Высокий норман отпихнул ногой табурет, призвал на помощь все свое небогатое знание «хамского» языка саксов и во всеуслышание повторил, как он назвал Трента, да еще прибавил кое-что про мать стражника.
В наступившей вслед за тем тишине я поднялся и скользнул к выходу из гостиницы «Путь в Иерусалим». То, чему суждено было случиться в ближайшую минуту, должно было случиться в мое отсутствие.
На пороге я обернулся и обменялся быстрыми взглядами с Молли. Девчонка уже отступила к верхней ступеньке лестницы, ведущей в винные погреба, и с улыбкой подмигнула мне, прежде чем нырнуть в свое убежище.
Ей-богу, я проникался все большим уважением к маленькой белокурой шельме! За недолгое время нашего знакомства Молли вывела из строя больше стражников и наемников, чем сумел бы вывести сам Саладин. При этом у нее хватало ума всегда вовремя убраться с линии огня и выглядеть потом невинным ангелочком, ни сном ни духом не причастным к очередной драке распоясавшихся грубых солдафонов. Да, смышленая девчонка с лихвой отрабатывала каждый пенни, который я ей платил!

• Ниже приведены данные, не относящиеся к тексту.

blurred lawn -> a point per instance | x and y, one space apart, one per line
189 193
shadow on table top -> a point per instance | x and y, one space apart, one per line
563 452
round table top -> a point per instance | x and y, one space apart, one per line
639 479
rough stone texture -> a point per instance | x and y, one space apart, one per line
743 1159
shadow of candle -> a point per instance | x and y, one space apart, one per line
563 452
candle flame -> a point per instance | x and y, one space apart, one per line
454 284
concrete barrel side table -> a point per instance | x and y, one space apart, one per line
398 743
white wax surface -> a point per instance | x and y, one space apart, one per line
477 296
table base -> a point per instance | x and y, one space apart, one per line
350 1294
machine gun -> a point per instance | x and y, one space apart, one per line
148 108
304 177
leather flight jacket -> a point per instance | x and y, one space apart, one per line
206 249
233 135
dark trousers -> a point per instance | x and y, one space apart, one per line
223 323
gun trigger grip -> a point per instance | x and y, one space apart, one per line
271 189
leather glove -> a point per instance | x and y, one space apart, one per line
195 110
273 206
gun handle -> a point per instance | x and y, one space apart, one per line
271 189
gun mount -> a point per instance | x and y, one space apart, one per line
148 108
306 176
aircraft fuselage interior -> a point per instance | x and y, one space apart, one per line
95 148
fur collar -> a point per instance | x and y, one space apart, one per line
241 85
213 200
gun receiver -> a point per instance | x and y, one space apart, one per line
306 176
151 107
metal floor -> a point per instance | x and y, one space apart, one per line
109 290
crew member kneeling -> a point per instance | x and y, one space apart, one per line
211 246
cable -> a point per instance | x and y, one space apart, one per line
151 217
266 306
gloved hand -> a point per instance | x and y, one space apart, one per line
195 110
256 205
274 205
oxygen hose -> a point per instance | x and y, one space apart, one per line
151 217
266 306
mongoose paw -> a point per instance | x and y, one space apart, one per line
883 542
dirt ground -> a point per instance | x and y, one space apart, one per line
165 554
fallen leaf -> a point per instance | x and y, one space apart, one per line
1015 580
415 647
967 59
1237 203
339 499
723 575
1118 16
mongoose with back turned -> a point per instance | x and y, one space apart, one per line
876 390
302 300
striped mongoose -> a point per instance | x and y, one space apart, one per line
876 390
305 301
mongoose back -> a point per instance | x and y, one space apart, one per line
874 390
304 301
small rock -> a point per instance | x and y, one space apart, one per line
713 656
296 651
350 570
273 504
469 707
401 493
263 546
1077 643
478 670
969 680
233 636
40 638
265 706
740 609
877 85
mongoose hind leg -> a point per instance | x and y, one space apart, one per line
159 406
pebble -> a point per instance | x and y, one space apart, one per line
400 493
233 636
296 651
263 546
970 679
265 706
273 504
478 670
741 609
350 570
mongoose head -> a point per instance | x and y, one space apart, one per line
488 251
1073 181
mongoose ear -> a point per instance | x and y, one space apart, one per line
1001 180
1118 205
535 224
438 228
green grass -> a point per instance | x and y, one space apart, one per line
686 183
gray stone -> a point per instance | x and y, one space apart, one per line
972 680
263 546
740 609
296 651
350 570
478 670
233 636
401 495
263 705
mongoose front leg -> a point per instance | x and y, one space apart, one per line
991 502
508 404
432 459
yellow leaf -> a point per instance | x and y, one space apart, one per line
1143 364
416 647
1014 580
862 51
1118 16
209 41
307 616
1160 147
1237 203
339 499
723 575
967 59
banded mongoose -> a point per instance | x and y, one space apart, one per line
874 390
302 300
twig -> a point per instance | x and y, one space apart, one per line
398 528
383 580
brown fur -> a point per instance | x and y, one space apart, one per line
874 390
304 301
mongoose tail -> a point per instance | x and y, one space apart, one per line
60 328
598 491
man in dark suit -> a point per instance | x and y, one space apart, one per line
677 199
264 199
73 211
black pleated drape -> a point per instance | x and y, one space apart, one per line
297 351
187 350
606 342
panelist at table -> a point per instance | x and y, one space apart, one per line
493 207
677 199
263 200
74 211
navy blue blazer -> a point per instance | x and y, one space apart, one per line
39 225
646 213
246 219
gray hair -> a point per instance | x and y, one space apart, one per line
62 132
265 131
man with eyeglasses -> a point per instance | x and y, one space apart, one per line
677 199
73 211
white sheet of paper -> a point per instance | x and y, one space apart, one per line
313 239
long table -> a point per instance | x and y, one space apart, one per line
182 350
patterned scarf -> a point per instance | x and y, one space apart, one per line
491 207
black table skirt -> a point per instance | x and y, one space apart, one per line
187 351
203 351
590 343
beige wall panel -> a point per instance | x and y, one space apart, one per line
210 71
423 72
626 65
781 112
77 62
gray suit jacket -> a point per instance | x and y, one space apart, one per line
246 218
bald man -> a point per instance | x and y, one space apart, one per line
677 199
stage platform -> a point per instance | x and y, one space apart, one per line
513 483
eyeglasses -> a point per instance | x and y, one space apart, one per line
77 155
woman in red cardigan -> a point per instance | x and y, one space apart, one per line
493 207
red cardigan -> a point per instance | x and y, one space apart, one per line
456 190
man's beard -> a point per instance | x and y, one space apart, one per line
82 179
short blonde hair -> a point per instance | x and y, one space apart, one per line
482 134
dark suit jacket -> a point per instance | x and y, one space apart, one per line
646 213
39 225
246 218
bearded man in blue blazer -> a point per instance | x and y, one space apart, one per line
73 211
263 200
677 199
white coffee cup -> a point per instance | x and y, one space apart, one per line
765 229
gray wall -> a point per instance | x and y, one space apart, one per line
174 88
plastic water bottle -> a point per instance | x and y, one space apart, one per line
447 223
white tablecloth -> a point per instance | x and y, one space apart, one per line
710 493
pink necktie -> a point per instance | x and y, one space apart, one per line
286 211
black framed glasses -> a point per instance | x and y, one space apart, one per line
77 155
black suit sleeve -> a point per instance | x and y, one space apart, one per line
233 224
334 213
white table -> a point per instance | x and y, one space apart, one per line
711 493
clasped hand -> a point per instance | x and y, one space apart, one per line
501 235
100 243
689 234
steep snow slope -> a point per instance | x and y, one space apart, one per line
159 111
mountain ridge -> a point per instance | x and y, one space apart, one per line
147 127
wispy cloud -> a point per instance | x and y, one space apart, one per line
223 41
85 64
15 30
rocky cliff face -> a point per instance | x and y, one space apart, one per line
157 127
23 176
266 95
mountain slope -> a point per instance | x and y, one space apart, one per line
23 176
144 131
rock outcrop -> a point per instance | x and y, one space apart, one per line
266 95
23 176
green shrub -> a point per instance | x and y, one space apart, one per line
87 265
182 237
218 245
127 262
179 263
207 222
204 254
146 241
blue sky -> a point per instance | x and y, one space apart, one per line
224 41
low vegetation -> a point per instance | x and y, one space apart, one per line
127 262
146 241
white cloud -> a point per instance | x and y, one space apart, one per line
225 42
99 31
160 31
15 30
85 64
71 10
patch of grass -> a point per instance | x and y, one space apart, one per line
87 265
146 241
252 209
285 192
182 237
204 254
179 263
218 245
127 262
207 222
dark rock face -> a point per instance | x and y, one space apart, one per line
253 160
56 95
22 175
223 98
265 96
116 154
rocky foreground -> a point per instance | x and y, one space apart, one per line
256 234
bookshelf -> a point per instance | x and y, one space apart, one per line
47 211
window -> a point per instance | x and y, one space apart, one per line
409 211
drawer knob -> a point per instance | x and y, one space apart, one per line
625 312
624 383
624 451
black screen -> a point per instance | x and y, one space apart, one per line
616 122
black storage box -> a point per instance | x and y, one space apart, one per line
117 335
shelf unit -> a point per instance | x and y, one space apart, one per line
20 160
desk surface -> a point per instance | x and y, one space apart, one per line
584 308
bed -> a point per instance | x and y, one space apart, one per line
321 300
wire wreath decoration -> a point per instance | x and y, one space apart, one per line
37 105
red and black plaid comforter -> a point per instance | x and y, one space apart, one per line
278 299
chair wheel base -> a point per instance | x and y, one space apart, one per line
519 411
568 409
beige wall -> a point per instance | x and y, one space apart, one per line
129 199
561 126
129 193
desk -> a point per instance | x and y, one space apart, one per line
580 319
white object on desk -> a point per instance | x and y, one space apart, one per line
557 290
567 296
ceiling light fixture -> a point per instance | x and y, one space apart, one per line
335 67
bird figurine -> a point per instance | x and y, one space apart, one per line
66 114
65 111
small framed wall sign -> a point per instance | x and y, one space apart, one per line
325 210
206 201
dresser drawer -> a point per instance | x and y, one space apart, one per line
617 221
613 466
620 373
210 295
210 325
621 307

Уже очутившись в седле и направившись крупной рысью к городским воротам, я услышал позади страшный шум, словно в гостинице забесновался дракон, которому под хвост сыпанули перца. Сегодня в «Пути в Иерусалим» бражничали лучшие ноттингемские стражники — значит, для сопровождения епископской казны шерифу придется подыскать лучших из оставшихся. Если в чем я и мог довериться своим оглоедам, так это в их способности измолотить десяток стражников до желеобразного состояния. Но и упрямые саксы никогда не сдавались, пока были в силах сжимать кулаки, — потому я не сомневался, что сегодня в моем и без того поредевшем отряде обнаружится еще несколько зияющих дыр.
— По западной дороге? — озадаченно переспросил Кеннет. — С чего бы вдруг?
— Может, с того, что главный путь с некоторых пор прослыл самым небезопасным? — предположил я, разрезая жареного зайца. — Если Локсли не хочет, чтобы Королевский Путь совсем зарос травой, он должен на какое-то время оставить ее в покое.
Кеннет кивнул, протягивая руку за своей долей.
— Да, прежде чем остричь овцу, надо дать ей отрастить шерсть, твоя правда. И кто будет сопровождать святые денежки — стража? Наемники?
— На этот раз стража. Моим молодцам и без того будет чем заняться. Шериф сам назначил в охрану лучших людей, но что-то мне подсказывает — эти лучшие окажутся сегодня не в лучшей форме.
Аутло бросил быстрый взгляд на кусты, в которых зашебуршились птицы. Даже уплетая зайчатину, он продолжал держать правую руку в прикрепленной к луку петле, отправляя мясо в рот одной левой.